Evet, gerçekten de uçurumu ıskalamışız
Cumhurbaşkanı Kemal Kılıçdaroğlu, TBMM’de yemin ederek göreve başladı.
Yardımcısı olarak atadığı 5 genel başkan ve 2 belediye başkanı da yemin ederek, Beştepe Külliyesi’ne geçti.
Sonrasında kabine üyelerinin ataması ve yemin töreni yapıldı. HDP kontenjanından bakan yapılanların yemin törenlerinde bazı çıkıntılıklar ve sorunlar yaşansa da Kandil’den gelen “Oturun yerinize!...” uyarısıyla, hepsi hizaya geçti.
Bakan ve yüksek bürokrasi atamalarında, Cumhurbaşkanı Kılıçdaroğlu ile yardımcıları arasında, dışarıya fazla yansıtılmayan ciddi gerilimler yaşandı.
Zafer Partisi ile yapılan gizli protokol gereği verilen bakanlıklar ve MİT Başkanlığı, sadece HDP ile değil, İYİ Parti ve diğer ortaklarla da orta şiddette huzursuzluğa sebep oldu.
Gelecek Partisi Genel Başkanı ve Cumhurbaşkanı Yardımcısı Ahmet Davutloğlu, her kabine toplantısında ‘klasını konuşturma’ gayretiyle, görüşülen tüm konuları sonuçsuz bırakmasının yanında, hep daha fazlasını istediği için diğer ortaklardan tepki görüyor.

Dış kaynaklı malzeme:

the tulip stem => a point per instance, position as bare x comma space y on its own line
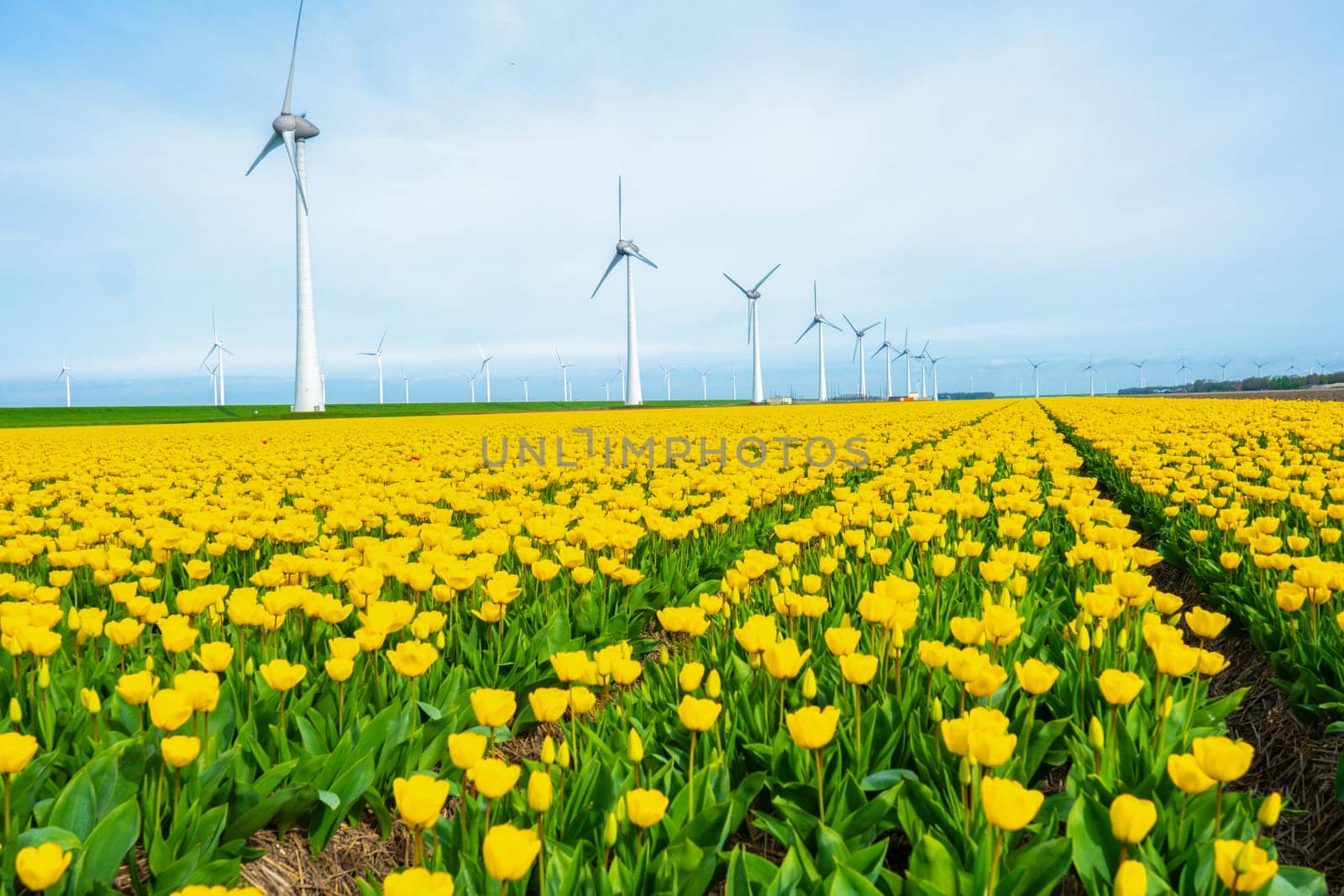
822, 799
691, 779
994, 862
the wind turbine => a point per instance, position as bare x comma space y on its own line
858, 354
217, 347
933, 363
667, 379
65, 372
887, 347
378, 354
486, 365
470, 379
564, 376
819, 322
293, 132
214, 385
705, 389
924, 356
1035, 375
1092, 376
627, 249
1183, 369
754, 333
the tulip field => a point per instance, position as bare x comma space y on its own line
925, 654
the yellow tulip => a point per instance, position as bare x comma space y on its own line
420, 799
510, 852
42, 867
645, 808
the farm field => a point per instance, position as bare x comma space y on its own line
938, 651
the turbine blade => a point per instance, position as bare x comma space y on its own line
761, 282
616, 259
265, 150
289, 150
293, 54
738, 285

İYİ Parti Genel Başkanı ve Cumhurbaşkanı Yardımcısı Meral Akşener, masadan kalkıp geri dönme sürecinde yediği küfür ve zılgıtların, dahası ‘Ümit Özdağ uzlaşısının’ getirdiği kırıklığı bir türlü üzerinden atamıyor; her toplantıda maraza çıkarıyor.
DEVA Partisi Genel Başkanı ve Cumhurbaşkanı Yardımcısı Ali Babacan, AB ülkelerinden ‘kıymetli alkışlar’ getirecek icraatın bir an önce hayata geçirilmesi için sürekli bastırıyor; fakat diğer ortakları bir türlü istediği tempoya yükseltemiyor.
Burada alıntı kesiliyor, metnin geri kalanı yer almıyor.